The other half of mentorship is paying it forward. I look for the opportunities I have to help people along in their own journeys. I can never have too many mentees, and I’ll always make the time. It’s one of the most important things I can do. I owe it to all of my own mentors to give the same that they gave to me, the same guidance that has carried me through life.
The Association: How have you benefited from your involvement with The Association for Animal Welfare Advancement?
MC: The greatest benefit for me has been achieving my credentialing as a Certified Animal Welfare Administrator. The preparation for it was very intense—it was like fitting several college courses over the course of one semester into a single final exam. It crafted my executive skills and elevated my animal welfare knowledge, and I am so thankful for that.
CAWA credentialing also helped me attain my current job, and it’s something I will always carry with me through life.
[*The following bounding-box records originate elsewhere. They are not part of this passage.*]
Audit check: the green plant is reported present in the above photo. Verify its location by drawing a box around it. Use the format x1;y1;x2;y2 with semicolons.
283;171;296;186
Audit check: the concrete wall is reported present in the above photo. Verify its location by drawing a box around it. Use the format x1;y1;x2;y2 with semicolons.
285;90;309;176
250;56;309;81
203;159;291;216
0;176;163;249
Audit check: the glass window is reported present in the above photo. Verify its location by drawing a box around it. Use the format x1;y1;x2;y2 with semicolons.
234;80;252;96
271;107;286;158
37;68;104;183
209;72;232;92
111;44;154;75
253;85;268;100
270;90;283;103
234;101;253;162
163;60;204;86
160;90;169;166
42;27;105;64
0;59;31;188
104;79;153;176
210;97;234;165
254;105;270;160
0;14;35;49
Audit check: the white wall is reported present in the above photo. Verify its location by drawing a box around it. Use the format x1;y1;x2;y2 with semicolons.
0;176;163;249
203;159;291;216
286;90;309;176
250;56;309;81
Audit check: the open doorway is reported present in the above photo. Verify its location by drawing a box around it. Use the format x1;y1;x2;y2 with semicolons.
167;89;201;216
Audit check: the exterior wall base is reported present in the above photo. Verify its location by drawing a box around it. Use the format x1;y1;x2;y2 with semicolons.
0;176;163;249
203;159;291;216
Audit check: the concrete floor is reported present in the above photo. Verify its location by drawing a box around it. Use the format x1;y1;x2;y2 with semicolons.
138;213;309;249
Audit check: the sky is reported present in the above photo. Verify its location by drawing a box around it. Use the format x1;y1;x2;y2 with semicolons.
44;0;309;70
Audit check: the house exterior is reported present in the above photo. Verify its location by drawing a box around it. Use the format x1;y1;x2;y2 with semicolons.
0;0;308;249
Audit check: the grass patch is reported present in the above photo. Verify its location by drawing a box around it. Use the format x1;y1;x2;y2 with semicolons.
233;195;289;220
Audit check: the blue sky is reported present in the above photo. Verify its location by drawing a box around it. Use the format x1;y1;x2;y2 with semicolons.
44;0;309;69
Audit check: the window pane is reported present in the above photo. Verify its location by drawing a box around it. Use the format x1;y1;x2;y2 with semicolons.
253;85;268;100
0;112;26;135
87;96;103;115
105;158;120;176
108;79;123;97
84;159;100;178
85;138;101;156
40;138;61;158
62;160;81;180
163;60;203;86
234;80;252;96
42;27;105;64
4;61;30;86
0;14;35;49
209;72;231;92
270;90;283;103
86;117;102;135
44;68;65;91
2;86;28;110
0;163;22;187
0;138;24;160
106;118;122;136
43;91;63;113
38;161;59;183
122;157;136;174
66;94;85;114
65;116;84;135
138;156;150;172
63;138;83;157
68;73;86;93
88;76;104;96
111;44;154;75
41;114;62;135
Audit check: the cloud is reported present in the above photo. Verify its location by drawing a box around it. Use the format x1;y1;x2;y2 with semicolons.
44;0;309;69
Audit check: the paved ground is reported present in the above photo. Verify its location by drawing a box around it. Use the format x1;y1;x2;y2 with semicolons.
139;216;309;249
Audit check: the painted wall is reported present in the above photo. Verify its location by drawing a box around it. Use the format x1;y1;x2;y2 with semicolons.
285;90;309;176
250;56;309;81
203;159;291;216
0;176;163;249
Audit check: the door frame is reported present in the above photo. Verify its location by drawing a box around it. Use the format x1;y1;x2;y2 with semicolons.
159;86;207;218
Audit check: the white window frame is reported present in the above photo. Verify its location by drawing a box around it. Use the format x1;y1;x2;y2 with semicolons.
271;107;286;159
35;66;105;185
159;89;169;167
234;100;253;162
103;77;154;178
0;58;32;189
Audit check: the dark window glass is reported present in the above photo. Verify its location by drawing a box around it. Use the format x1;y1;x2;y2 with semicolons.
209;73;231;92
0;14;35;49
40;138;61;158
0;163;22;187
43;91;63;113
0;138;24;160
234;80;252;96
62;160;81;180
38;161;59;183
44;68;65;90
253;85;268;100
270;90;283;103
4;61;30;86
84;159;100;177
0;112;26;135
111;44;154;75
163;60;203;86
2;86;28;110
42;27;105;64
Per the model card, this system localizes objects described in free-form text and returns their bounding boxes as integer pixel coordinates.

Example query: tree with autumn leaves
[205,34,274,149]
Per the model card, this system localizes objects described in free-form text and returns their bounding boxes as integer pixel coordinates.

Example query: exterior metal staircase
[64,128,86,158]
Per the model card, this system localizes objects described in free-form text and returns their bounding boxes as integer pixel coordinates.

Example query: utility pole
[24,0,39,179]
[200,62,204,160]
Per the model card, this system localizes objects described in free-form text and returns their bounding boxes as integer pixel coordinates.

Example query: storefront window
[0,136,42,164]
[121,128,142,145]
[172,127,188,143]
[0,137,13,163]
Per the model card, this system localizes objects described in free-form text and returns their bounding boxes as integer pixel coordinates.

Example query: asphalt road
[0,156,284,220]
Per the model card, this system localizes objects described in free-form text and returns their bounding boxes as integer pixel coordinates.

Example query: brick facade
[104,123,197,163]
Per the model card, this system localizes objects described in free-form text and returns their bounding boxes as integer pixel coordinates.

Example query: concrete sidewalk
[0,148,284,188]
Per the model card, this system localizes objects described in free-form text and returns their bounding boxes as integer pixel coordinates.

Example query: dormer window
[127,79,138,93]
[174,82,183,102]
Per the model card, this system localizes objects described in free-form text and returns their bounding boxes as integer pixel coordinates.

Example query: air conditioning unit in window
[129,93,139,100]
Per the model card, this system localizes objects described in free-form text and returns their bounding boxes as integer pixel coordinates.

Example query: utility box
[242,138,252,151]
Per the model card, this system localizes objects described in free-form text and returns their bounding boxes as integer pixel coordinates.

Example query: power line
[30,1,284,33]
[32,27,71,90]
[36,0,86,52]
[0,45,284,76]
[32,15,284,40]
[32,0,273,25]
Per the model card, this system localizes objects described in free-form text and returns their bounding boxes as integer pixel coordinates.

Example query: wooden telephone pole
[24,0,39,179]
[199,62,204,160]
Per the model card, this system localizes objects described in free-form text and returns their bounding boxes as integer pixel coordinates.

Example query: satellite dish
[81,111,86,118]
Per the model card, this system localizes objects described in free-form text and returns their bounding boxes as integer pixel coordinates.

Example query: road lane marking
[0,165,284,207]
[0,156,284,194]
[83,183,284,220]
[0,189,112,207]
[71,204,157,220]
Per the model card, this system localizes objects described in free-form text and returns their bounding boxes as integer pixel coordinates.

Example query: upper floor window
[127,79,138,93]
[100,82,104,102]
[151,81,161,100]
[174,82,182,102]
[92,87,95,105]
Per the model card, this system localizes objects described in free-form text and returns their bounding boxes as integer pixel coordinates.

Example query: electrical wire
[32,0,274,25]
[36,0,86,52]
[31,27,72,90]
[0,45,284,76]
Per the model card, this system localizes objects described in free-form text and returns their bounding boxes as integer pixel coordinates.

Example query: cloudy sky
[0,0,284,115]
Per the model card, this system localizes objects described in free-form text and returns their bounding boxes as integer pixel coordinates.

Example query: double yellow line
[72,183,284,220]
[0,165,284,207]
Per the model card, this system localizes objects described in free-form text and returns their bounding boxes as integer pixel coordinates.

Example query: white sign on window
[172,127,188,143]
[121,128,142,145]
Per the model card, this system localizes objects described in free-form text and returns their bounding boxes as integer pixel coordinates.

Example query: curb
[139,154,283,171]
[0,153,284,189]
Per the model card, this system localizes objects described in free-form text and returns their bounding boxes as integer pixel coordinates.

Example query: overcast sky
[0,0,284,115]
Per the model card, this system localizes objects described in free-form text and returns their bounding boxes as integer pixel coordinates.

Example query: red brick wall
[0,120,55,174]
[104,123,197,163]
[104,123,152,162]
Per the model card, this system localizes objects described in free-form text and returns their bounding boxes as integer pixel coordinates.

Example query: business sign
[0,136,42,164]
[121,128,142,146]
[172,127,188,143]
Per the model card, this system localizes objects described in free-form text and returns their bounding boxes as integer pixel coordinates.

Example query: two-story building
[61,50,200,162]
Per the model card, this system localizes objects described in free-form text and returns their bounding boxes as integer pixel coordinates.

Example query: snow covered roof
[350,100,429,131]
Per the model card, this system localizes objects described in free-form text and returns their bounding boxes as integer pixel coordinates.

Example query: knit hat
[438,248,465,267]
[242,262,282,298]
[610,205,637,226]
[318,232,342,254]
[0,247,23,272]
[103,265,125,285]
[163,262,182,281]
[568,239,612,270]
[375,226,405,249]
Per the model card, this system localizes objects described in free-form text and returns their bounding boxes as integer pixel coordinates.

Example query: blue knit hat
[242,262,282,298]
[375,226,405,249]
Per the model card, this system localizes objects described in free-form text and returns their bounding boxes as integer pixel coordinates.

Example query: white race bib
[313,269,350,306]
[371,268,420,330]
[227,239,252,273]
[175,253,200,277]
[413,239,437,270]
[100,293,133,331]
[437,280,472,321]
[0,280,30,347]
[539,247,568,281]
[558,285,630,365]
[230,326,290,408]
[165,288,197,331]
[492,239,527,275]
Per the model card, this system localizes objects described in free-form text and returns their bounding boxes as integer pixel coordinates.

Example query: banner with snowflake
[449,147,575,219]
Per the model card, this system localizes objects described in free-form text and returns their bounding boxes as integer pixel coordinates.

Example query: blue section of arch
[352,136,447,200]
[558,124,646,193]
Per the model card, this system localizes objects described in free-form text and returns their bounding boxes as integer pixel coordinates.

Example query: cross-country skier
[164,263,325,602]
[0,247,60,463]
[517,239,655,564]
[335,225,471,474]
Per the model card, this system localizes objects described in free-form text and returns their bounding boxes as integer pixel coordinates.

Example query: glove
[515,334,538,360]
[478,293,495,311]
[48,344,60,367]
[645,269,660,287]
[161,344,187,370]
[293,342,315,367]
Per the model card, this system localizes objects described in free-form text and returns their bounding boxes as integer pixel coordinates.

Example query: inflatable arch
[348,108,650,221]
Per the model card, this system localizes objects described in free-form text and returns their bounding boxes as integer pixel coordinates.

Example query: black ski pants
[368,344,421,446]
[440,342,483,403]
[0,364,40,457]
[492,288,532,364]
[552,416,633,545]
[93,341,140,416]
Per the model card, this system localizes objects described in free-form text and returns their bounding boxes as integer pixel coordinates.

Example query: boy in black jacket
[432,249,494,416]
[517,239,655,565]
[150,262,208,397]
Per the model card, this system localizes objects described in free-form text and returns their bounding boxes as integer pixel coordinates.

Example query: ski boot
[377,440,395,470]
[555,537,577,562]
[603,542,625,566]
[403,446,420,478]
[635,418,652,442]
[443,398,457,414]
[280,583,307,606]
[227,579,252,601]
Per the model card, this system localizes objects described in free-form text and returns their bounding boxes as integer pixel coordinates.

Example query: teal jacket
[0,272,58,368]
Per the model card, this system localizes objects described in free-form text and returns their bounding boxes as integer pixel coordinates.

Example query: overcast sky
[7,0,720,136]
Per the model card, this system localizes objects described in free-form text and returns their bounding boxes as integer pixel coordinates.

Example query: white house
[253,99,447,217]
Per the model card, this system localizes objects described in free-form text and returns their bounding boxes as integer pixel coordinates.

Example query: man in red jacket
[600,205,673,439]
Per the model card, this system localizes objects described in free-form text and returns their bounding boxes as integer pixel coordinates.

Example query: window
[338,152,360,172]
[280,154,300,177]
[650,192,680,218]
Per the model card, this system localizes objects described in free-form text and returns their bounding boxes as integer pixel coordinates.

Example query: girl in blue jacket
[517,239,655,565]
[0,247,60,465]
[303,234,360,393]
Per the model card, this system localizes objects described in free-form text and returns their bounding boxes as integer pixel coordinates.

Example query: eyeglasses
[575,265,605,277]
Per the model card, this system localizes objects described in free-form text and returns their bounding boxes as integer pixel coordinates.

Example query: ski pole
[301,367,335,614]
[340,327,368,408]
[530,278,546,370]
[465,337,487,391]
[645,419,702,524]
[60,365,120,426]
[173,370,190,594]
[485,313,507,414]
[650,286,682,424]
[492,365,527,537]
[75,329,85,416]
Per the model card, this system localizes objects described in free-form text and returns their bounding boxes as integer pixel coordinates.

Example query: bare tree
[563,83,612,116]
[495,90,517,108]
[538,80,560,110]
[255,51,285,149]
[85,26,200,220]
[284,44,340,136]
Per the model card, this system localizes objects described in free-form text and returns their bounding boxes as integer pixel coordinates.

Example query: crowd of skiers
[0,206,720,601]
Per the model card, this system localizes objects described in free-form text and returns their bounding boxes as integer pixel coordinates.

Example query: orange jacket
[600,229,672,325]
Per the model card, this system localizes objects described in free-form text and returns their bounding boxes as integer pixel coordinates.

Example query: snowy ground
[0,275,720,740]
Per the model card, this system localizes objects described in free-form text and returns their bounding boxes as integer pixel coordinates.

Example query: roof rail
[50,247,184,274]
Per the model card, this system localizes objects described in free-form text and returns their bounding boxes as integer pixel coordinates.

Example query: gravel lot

I encourage anyone who is interested in higher-level leadership to pursue the CAWA. You will jump miles ahead in your professional development and abilities.
The Association: Knowing what you know now, what advice would you give to who you were ten years ago?
MC: I’m proud of the journey I’ve been on over the past 10 years. I’m thankful for so many incredible people in my life over the past 10 years, including my many animal welfare colleagues. I’m thankful for all of the thousands of animals I’ve had the blessing of getting to know, befriend, and even help over this past decade. Every animal I have worked with has made me who I am today. I remember every success. I remember every difficult decision. Each lives with me.
As I think back to 2010, more than advice, more than anything, is thankfulness for a life and career where I can do what matters the most to me in the world.
Top Photo: “That’s me with one of our previously adoptable dogs Hunny (since adopted), at Allan Hancock College in Santa Maria for a student welcoming event last fall,” says Matt. “We used the event to tell students about who we were and cultivate new student volunteers.”